GBP/EUR: UK Politics & German Sentiment Data To Drive Movement
  • Pound (GBP) advanced in the previous session after inflation surged higher
  • Investors now look towards UK labour market data, which is expected to still be holding up reasonably well thanks t the government job retention scheme
  • Euro (EUR) investors turn full attention to European Central Bank, which is not expected to act
  • EU leaders’ summit on Friday could decide fate of the EU recovery fund

The Pound Euro exchange rate (GBP/EUR) is slipping lower. The pair settled higher on Wednesday +0.2% at €1.1031. At 05:15 UTC, GBP/EUR trades -0.1% at €1.1009.

The Pound traded on the front foot in the previous session after upbeat inflation data. Consumer prices jumped 0.6%, unexpectedly increasing from May’s 0.5%. The data showed that as the UK economy gradually started reopening, demand picked up, boosting prices, particularly in clothing, footwear and recreational activities.

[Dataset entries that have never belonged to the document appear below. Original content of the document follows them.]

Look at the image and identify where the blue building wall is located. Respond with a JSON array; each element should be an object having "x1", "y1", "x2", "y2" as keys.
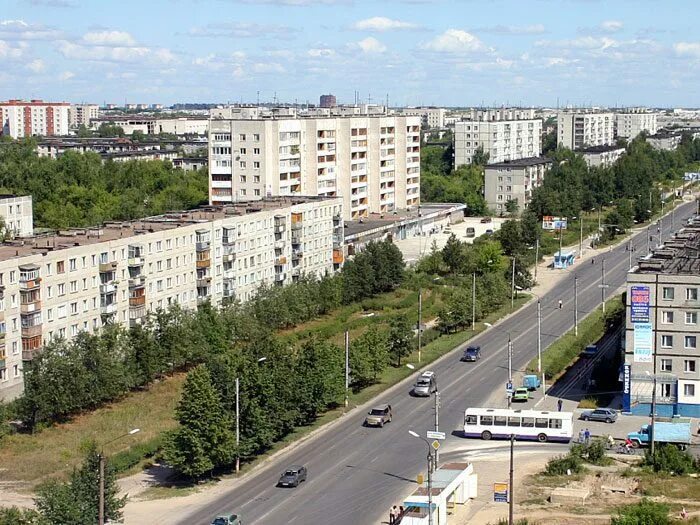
[{"x1": 628, "y1": 403, "x2": 700, "y2": 418}]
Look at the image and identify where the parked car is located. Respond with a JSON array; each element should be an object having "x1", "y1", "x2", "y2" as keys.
[
  {"x1": 412, "y1": 371, "x2": 437, "y2": 397},
  {"x1": 522, "y1": 374, "x2": 541, "y2": 391},
  {"x1": 580, "y1": 408, "x2": 618, "y2": 423},
  {"x1": 485, "y1": 229, "x2": 494, "y2": 236},
  {"x1": 511, "y1": 387, "x2": 530, "y2": 402},
  {"x1": 465, "y1": 227, "x2": 476, "y2": 238},
  {"x1": 277, "y1": 465, "x2": 307, "y2": 487},
  {"x1": 211, "y1": 514, "x2": 242, "y2": 525},
  {"x1": 581, "y1": 344, "x2": 598, "y2": 358},
  {"x1": 480, "y1": 217, "x2": 492, "y2": 223},
  {"x1": 364, "y1": 404, "x2": 393, "y2": 427},
  {"x1": 461, "y1": 346, "x2": 481, "y2": 362}
]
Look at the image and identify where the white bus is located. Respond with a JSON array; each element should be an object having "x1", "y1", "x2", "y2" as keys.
[{"x1": 463, "y1": 407, "x2": 574, "y2": 443}]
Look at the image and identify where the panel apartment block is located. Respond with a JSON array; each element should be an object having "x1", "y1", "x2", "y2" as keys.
[
  {"x1": 615, "y1": 110, "x2": 658, "y2": 139},
  {"x1": 557, "y1": 111, "x2": 614, "y2": 150},
  {"x1": 0, "y1": 197, "x2": 344, "y2": 401},
  {"x1": 483, "y1": 157, "x2": 552, "y2": 214},
  {"x1": 208, "y1": 115, "x2": 421, "y2": 220},
  {"x1": 0, "y1": 99, "x2": 70, "y2": 139}
]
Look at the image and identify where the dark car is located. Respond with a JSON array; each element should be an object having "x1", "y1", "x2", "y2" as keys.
[
  {"x1": 581, "y1": 345, "x2": 598, "y2": 358},
  {"x1": 580, "y1": 408, "x2": 618, "y2": 423},
  {"x1": 461, "y1": 346, "x2": 481, "y2": 362},
  {"x1": 211, "y1": 515, "x2": 241, "y2": 525},
  {"x1": 480, "y1": 217, "x2": 492, "y2": 223},
  {"x1": 277, "y1": 465, "x2": 307, "y2": 487}
]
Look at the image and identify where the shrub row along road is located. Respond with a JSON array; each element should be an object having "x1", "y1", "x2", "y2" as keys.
[{"x1": 177, "y1": 200, "x2": 696, "y2": 525}]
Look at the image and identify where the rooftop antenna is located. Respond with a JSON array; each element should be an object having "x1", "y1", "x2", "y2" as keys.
[{"x1": 257, "y1": 91, "x2": 260, "y2": 106}]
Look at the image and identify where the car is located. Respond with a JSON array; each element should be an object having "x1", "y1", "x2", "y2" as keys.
[
  {"x1": 485, "y1": 229, "x2": 494, "y2": 236},
  {"x1": 211, "y1": 514, "x2": 242, "y2": 525},
  {"x1": 364, "y1": 404, "x2": 392, "y2": 427},
  {"x1": 581, "y1": 408, "x2": 618, "y2": 423},
  {"x1": 480, "y1": 217, "x2": 492, "y2": 223},
  {"x1": 465, "y1": 227, "x2": 476, "y2": 238},
  {"x1": 581, "y1": 344, "x2": 598, "y2": 358},
  {"x1": 412, "y1": 371, "x2": 437, "y2": 396},
  {"x1": 277, "y1": 465, "x2": 307, "y2": 487},
  {"x1": 461, "y1": 346, "x2": 481, "y2": 362},
  {"x1": 511, "y1": 387, "x2": 530, "y2": 402}
]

Investors will now look ahead to labour market data. Analysts are expecting the numbers to show just a very slight increase in the unemployment rate to 4.2%, up from 3.9%. The data is also expected to show that the number of people claiming unemployment benefit climbed by 250,000 in June, down from May’s 528,900.

The labour market data is expected to hold up relatively well for another month because the government job retention scheme clouds the picture. Only when the retention scheme starts to taper as from August will the true impact of the coronavirus crisis on the labour market become more apparent.

Interestingly Bank of England policy maker Silvana Tenreyo believe that the UK economic recovery will be an incomplete V. She considered that unemployment and social distancing could lead to weaker demand.

The Euro slipped lower versus the Pound, but it traded broadly higher versus other major peers, supported by risk sentiment and upbeat recent data from the region.

Attention today will turn towards the European Central Bank monetary rate decision. The central bank is not expected to move on policy after increasing the Pandemic Emergency Purchase Programme by a more than expected €600 billion last month and after talking about signs of recovery in the economy.

Instead Euro investors will be hoping for an agreement by EU leaders at the leaders summit over the recovery fund.